The upshot of this musing: make a prediction on something relatively minor and then to see how my prediction bears out. OK — I’m pretty keen to watch tonight’s vice presidential debate, wondering how it will affect public perception of Obama/Biden vs. McCain/Palin. Let me guess what will happen:

  • I don’t believe that Sarah Palin is adequately prepared for the job of vice-president, as evidenced by her weak answers during her interview with Katie Couric. However, I think she’ll do quite well in tonight’s debate. She’ll be able to come across as very personable in her prepared remarks, and I think she’ll be successful in staying vague in areas she doesn’t know much about. I expect her to be well prepared. I think that Joe Biden, in trying to exercise restraint in not indulging his trademark loquacious, won’t be able to put Palin in a bad light. I also don’t think the moderators of the debate will be too effective in highlighting Palin’s shortcomings.
  • I don’t expect Joe Biden to say anything really silly. In fact, I’m concerned that item will be to restrained because he might get dinged for appearing to be overbearing (too knowledgeable???)
  • It’s too bad that we are wondering about matters (such as whether Biden or Palin will slip up), stuff that really shouldn’t be the focus of our attention. I don’t know much about Joe Biden, but was deeply impressed with him when I heard him on Sept 11, 2001, urging the country to remain calm and exercise restraint.
  • Overall I don’t think this debate will shift things too much in terms of the public perception of the two tickets, though some think it might.

This is what I think will happen, though I’m far from confident that I’ll be correct. I may have to eat my words! I’m struck by how much my expectations for this debate — and my whole framing — have been strongly influenced by media coverage and analysis. The interesting thing for me will be to compare the predictions with what actually happens and analyze where and how I predicted correctly and where I didn’t. (The outcome of tonight’s debate isn’t necessarily the most important thing for me to be pondering today but it was the first thing I reached for as the subject of my amateur punditry.) I hope that this process of making predictions and seeing how I do will help me become a more insightful — and humble — analyst of the world.

P.S. I’ll have to compare my views with something like Cue The Comeback:

    So, my advice to Governor Palin is to stop letting your fussy handlers freak you out. You’re going to do just fine. You won’t be on that stage alone. Biden is bound to open himself up for at least a couple of good scoldings. The media is poised to write your comeback story. Your base is going to love you no matter what. And if things do happen to go badly, you can always claim that Ifill wanted to take you out as a way to sell more books. All things considered, there’s really no way you can lose. Unless this Ifill book dust-up compels the debate commission to replace her with Katie Couric tomorrow night. Then you’re pretty much screwed.

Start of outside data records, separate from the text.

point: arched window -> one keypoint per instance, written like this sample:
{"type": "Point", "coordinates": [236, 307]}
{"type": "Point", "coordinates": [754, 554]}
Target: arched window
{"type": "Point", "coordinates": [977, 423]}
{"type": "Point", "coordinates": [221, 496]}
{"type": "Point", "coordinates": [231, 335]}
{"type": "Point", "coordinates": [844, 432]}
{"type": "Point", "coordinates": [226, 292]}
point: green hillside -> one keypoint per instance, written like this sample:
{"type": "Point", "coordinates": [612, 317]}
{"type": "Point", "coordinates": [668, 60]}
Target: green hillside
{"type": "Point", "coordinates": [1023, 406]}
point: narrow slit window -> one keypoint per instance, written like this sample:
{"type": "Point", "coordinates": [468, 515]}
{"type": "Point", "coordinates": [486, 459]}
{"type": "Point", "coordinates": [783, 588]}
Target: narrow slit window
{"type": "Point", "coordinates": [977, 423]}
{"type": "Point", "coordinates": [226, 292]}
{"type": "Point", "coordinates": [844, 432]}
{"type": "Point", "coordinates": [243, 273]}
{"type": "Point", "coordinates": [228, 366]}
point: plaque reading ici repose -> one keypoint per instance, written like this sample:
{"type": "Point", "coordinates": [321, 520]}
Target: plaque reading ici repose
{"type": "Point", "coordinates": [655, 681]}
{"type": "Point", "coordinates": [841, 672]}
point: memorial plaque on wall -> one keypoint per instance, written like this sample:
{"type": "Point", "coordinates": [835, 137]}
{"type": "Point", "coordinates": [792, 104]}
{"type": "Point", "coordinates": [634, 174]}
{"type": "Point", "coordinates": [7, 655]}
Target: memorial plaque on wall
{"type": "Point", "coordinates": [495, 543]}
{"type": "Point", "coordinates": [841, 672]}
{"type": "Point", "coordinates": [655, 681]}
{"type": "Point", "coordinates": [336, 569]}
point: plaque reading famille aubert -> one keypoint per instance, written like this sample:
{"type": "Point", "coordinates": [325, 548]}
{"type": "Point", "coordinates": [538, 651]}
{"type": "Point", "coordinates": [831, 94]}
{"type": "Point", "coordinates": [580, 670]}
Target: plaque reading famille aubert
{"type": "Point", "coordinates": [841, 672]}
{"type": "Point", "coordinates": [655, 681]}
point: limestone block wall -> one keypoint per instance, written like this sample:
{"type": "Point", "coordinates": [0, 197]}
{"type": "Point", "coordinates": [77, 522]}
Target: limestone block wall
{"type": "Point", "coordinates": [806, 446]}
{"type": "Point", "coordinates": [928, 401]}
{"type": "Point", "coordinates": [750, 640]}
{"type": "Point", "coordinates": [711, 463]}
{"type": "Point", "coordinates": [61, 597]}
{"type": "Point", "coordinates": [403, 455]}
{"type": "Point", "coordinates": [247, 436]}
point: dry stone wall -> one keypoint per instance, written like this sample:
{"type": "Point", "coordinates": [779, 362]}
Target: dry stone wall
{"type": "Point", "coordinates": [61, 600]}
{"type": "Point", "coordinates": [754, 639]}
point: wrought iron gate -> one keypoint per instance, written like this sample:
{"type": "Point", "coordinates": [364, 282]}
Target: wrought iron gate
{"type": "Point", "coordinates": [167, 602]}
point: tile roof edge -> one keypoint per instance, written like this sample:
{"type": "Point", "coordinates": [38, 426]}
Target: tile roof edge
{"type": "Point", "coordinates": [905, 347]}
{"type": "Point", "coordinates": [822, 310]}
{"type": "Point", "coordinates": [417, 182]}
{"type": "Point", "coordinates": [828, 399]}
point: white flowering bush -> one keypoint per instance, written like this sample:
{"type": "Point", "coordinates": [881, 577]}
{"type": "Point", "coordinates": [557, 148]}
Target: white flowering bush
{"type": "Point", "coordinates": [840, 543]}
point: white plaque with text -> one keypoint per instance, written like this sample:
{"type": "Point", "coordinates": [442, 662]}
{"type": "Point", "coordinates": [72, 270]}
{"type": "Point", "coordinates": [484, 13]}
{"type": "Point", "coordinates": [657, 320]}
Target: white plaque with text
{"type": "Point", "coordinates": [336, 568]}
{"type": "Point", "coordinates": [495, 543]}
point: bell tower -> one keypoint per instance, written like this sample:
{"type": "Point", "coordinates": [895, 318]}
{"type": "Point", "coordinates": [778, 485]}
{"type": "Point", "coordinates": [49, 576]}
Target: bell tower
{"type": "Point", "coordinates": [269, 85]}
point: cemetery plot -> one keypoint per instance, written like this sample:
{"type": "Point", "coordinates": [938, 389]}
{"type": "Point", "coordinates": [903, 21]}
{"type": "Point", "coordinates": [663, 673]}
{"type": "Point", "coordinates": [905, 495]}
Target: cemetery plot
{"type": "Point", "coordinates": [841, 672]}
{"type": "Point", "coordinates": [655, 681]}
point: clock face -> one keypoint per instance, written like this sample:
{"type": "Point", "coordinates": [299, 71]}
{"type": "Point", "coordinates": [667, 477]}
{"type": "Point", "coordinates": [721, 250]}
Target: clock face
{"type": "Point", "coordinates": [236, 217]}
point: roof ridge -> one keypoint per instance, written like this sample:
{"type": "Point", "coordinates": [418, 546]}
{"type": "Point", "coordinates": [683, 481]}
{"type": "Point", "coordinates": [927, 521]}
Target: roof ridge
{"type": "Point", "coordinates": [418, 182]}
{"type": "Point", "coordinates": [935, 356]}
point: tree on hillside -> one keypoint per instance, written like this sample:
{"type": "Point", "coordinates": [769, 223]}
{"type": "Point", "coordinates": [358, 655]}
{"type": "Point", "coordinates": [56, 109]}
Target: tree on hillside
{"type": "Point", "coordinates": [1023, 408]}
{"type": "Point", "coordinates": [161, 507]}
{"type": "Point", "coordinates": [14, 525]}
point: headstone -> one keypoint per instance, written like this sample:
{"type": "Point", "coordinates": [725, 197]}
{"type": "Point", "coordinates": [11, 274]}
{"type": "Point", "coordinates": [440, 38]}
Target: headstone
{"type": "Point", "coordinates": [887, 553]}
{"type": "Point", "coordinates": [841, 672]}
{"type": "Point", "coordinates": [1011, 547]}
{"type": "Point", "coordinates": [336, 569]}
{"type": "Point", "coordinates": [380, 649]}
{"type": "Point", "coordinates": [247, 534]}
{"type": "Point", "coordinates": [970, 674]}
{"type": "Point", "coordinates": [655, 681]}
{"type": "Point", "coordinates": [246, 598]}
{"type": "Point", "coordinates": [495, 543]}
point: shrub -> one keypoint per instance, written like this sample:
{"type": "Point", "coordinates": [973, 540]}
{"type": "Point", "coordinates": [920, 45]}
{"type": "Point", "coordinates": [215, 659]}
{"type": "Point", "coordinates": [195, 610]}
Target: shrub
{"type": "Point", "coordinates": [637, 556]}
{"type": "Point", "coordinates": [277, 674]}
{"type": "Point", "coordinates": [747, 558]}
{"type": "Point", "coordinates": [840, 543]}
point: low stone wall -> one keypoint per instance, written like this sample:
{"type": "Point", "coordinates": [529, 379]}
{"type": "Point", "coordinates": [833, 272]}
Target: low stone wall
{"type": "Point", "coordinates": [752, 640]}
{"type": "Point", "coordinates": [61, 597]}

Summarizing where the presidential candidates stand on the issues

Although I am an Obama supporter and have some sense of where he and his opponents stand on various issues, I haven’t worked to make my understanding systematic. In addition to reading widely and compiling my findings, I figure that I could get a jumpstart by first studying the Wikipedia article Comparison of United States presidential candidates, 2008. One thing that you immediately learn at a glance from the article is that there are people other than McCain and Obama running for President. I like most people tend to ignore those minor candidates because they have very little practical chance of winning. However, their advocacy for other positions serve to critique and illuminate the mainline candidates’ positions. It’s all too easy to confine ourselves unnecessarily to the relatively narrow spectrum of thinking represented by Democrats and Republicans.